SHAKESPEARE'S GLOBE ULTIMATE GUIDE
Mondays: 9:30AM to 5:00PM
Sundays: 9:30AM to 11:30AM
Tues - Sat: 9:30AM to 12:30PM
Time Needed: 2,5 hours
Nestled near the Tate Modern and the Millennium Bridge, Shakespeare’s Globe Theatre may seem a little out of place. It was, after all, designed after the original Globe Theatre which was built in 1599, (and then later rebuilt in 1614 after it was destroyed by a fire).
When it was first constructed, the Globe Theatre was located in the epicentre of London’s entertainment district on the Bankside in Southwark. Performances were put on by the Lord Chamberlain’s Men, and it is said that Shakespeare himself even sat in the theatre to watch his own performances.
The modern-day Globe Theatre is an oak-and-thatch replica of the original 1599 Elizabethan playhouse (which once sat about 200 metres from where the Globe stands today), and as a result concertgoers will feel as if they’ve been transported back to Elizabethan times when watching a performance.
Today the theatre serves as an open-air venue dedicated to the work of Shakespeare, and some of the many performances visitors can still watch at the playhouse include A Midsummer Night’s Dream, Macbeth, The Taming of the Shrew, and many, many more. Depending on the time of year, several plays, operas, comedy shows and candlelit concerts are held inside the playhouse as well.
Visitors can sit on the wooden benches (which can sit up to 340 people) surrounding the stage, or in any of the two tiers of galleried seating, and there are also productions held in the recently-opened Sam Wanamaker Playhouse (a candlelit indoor theatre located inside the Globe’s building). Attendees can even stand in the standing rabble directly in front of the stage, just as they did in the original theatre during Elizabethan times.
Not only does the Globe Theatre host numerous performances throughout the summer months, they also host guided tours of the playhouse as well as the Sam Wanamaker Playhouse, which are led by the Globe’s many performers. During the tours, visitors are educated on the history of the Globe, and will also be shown costume and prop collections which are used during performances at the theatre.
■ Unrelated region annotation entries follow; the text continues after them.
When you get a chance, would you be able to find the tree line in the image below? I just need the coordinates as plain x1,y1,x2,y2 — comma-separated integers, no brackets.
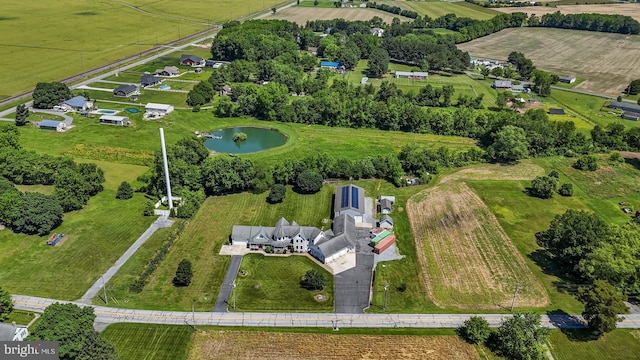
0,124,105,235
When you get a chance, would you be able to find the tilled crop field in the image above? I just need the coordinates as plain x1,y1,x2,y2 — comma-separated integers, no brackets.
188,331,480,360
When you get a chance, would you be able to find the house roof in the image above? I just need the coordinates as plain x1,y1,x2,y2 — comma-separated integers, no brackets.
396,71,429,77
493,80,511,88
320,61,340,67
180,55,204,63
380,215,393,225
380,199,393,210
40,120,62,127
64,96,87,107
609,101,640,113
333,184,364,214
113,84,138,94
100,115,129,121
0,323,18,341
144,103,172,110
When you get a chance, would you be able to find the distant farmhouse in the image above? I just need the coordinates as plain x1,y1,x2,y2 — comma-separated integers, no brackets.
0,323,29,341
609,101,640,121
395,71,429,80
231,185,364,263
140,74,162,87
180,55,206,67
491,80,511,90
113,84,140,97
156,66,180,77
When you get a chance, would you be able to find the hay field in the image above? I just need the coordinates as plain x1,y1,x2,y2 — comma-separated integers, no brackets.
495,4,640,21
407,164,549,309
405,1,499,20
263,6,410,25
0,0,282,99
187,330,480,360
458,27,640,95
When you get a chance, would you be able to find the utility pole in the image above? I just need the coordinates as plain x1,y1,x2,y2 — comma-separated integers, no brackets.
100,276,109,305
382,282,389,311
511,284,520,312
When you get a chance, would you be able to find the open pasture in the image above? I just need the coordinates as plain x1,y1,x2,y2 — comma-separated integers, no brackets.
0,162,154,300
96,186,334,311
102,323,193,360
0,0,282,99
495,0,640,20
263,6,410,26
407,164,548,309
188,330,480,360
458,27,640,95
405,1,498,20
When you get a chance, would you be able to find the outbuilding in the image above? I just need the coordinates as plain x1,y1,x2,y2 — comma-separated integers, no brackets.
100,115,131,126
38,120,67,132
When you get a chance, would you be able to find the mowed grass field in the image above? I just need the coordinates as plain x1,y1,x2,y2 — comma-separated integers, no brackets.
102,323,193,360
0,0,282,99
188,330,480,360
405,1,499,20
495,1,640,21
407,164,549,310
15,111,476,163
263,6,410,26
100,186,335,311
235,253,333,312
458,27,640,95
0,160,155,300
467,157,640,313
547,329,640,360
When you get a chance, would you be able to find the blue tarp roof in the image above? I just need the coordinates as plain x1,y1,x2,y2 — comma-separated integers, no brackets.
40,120,60,127
64,96,87,107
320,61,340,67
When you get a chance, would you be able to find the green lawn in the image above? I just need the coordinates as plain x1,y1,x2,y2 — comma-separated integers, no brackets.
406,1,500,20
102,323,193,360
0,162,154,300
235,254,333,312
15,110,476,163
100,186,334,311
547,329,640,360
467,157,640,313
0,0,282,99
344,60,497,108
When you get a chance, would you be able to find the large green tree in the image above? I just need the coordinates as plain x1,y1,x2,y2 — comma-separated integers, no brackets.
536,209,611,278
578,280,629,335
9,192,63,235
495,313,550,360
368,47,389,78
27,303,118,360
0,287,13,321
487,125,529,163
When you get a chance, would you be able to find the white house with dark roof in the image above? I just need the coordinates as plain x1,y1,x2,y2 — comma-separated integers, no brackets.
333,184,365,218
0,323,29,341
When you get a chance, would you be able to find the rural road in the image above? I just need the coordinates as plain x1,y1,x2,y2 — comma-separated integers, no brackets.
8,295,640,328
78,217,173,304
213,255,242,312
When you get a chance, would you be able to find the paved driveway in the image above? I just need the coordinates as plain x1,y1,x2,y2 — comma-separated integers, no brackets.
213,255,242,312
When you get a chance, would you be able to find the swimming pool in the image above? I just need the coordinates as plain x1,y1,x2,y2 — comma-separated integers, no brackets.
96,109,118,115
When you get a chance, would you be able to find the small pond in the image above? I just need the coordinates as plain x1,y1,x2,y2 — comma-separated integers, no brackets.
204,127,287,154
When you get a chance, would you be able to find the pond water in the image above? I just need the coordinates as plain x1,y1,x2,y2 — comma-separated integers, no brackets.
204,127,287,154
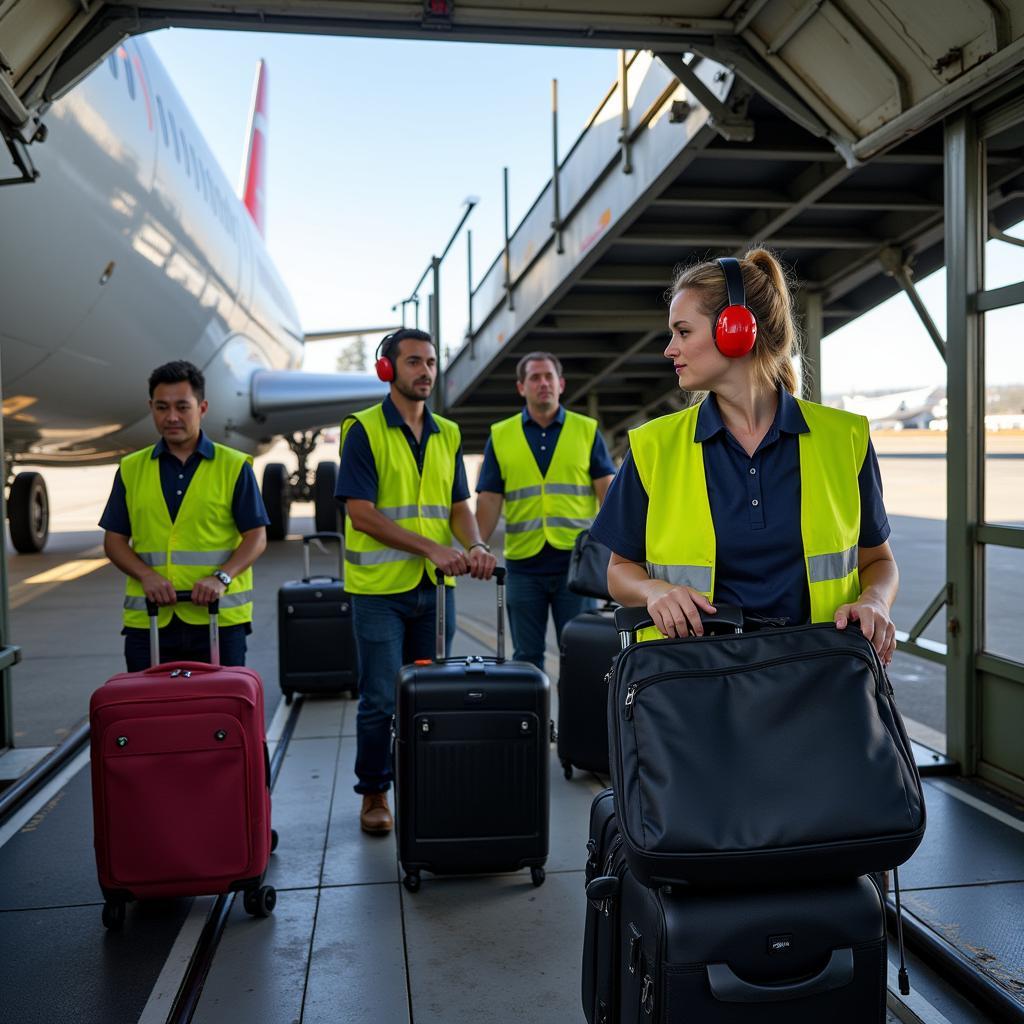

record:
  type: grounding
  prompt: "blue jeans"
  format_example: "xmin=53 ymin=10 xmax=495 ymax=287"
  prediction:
xmin=506 ymin=571 xmax=597 ymax=672
xmin=124 ymin=615 xmax=246 ymax=672
xmin=352 ymin=587 xmax=455 ymax=793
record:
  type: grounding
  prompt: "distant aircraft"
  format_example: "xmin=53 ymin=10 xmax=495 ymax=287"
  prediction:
xmin=840 ymin=385 xmax=945 ymax=429
xmin=0 ymin=38 xmax=384 ymax=552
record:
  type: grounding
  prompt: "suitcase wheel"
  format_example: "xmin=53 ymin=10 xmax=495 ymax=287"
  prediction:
xmin=103 ymin=900 xmax=125 ymax=932
xmin=243 ymin=886 xmax=278 ymax=918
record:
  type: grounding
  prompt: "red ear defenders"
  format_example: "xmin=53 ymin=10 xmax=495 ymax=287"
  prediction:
xmin=374 ymin=331 xmax=400 ymax=383
xmin=716 ymin=256 xmax=758 ymax=358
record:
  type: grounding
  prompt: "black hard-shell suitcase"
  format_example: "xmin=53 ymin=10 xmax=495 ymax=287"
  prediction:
xmin=278 ymin=534 xmax=358 ymax=703
xmin=558 ymin=608 xmax=618 ymax=778
xmin=608 ymin=604 xmax=925 ymax=885
xmin=606 ymin=868 xmax=888 ymax=1024
xmin=581 ymin=790 xmax=627 ymax=1024
xmin=394 ymin=568 xmax=550 ymax=892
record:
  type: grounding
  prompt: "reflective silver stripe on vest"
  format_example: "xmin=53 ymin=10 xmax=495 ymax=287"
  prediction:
xmin=548 ymin=515 xmax=594 ymax=529
xmin=377 ymin=505 xmax=452 ymax=519
xmin=807 ymin=545 xmax=857 ymax=583
xmin=171 ymin=548 xmax=234 ymax=565
xmin=505 ymin=519 xmax=544 ymax=534
xmin=647 ymin=562 xmax=711 ymax=594
xmin=420 ymin=505 xmax=452 ymax=519
xmin=125 ymin=590 xmax=253 ymax=611
xmin=505 ymin=483 xmax=544 ymax=502
xmin=544 ymin=483 xmax=594 ymax=498
xmin=345 ymin=548 xmax=420 ymax=565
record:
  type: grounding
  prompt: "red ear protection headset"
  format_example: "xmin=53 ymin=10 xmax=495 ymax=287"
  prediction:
xmin=374 ymin=331 xmax=401 ymax=383
xmin=711 ymin=256 xmax=758 ymax=359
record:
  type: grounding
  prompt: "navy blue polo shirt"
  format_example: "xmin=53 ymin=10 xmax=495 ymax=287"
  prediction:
xmin=476 ymin=406 xmax=615 ymax=575
xmin=99 ymin=431 xmax=270 ymax=633
xmin=591 ymin=390 xmax=890 ymax=624
xmin=334 ymin=395 xmax=469 ymax=587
Another highlight includes the Globe Theatre’s Exhibition, which educates visitors on Shakespeare’s life, as well as where he lived in London. It also gives some background on what Southwark would have looked like during Elizabethan times, as well as more information on the construction of the original playhouse.
Depending on when you visit, there may also be some temporary exhibitions and/or galleries being held inside the playhouse, which range from historical to photography exhibitions.
If you want to avoid the large crowds, try to avoid watching performances between May and August as it can get incredibly busy. If you plan on going on a tour, the 9:30 a.m. tours are usually the quietest.
If you plan on sitting on any of the wooden benches during a performance, it may be a good idea to rent a seat cushion for £1 as the benches can get quite uncomfortable after sitting for longer periods of time.
For the best view during a performance, try to get a spot leaning on the stage or the outer walls; (be prepared to get some interaction from the actors during the performance as well!)
21 New Globe Walk, Bankside, London SE1 9DT, United Kingdom (See map).
The nearest stations are Blackfriars (a 10-minute walk away), and Mansion House (also a 10-minute walk away).
The nearest stations are Blackfrairs (a 10-minute walk away) or London Bridge (a 15-minute walk away).
You can reach the Globe Theatre via routes 45, 63 and 100 (to Blackfriars Bridge), 15 and 17 (to Cannon Street), 11, 15, 17, 23, 26 and 76 (to Mansion House), 381 and RV1 (to Southwark Street) or 344 (to Southwark Bridge Road).
The nearest car park is located on the northern side of Southwark Bridge.
There is a drop-off point on Southwark Bridge.
Make sure you check the weather forecast before you book your tickets, as those in the standing area may be “exposed to the elements” while watching a performance; (it is an open-air theatre after all). The use of umbrellas is strictly forbidden, so make sure you bring an extra raincoat and warm shoes, just in case. If you’re worried about standing in the rain, there are seats available which are protected under a sound roof.
Guided tours of the Globe Theatre and the Sam Wanamaker Playhouse take about 30 minutes each, and you’re welcome to ask questions at the end of each tour. Visitors can also go on their own self-guided tour of the Exhibition which includes a complimentary audio guide that is available in several different languages; (visitors can pick up their audio guides at the admissions desk at the Exhibition). If no tour is running on the day of your visit, visitors can enter the Exhibition at a reduced price.
Visitors can also go on a tour to the Rose Theatre archaeological site (only on certain days when there is an afternoon matinee performance), to view the remains of the original Globe theatre. If you don’t feel like going on a tour, you can easily find the spot of the original theatre on your own, as it is marked with a plaque as well as information panels about 200 metres away from the Globe.
Due to the fact that the Globe is an open-air theatre, performances are only held from mid-April to mid-October. The Sam Wanamaker Playhouse theatre season is from October until April, but candlelit music concerts are performed here throughout the year.
Globe Theatre tours, on the other hand, run every day throughout the year (except December 24th and 25th); however, during the performance season tours finish around mid-day in order to allow time for matinee performances. Sam Wanamaker Playhouse tours are only available on selected days, and generally run every 30 minutes between 1 p.m. and 5 p.m.
The hours for the Globe Theatre tours are:
Both the Exhibition and tour tickets are sold on a first-come, first-served bases, so try to arrive at least 30 minutes before the final tour of the day to ensure yourself a spot.
For Shakespeare performances, seat ticket costs range depending on visibility. There are 700 standing tickets available (which offer the best views of the stage) and cost £5 each. Seating tickets for the lower, middle and upper galleries cost anywhere between £20 and £45.
If you want to watch a candlelit concert at the Globe Theatre, tickets cost £10 (for standing) or anywhere between £15 to £48 (for seating). Tickets for opera performances cost £10 (for standing) or £26-£79 (for seating), while tickets for comedy shows cost £10 (for standing) or £25-£35 (for seating).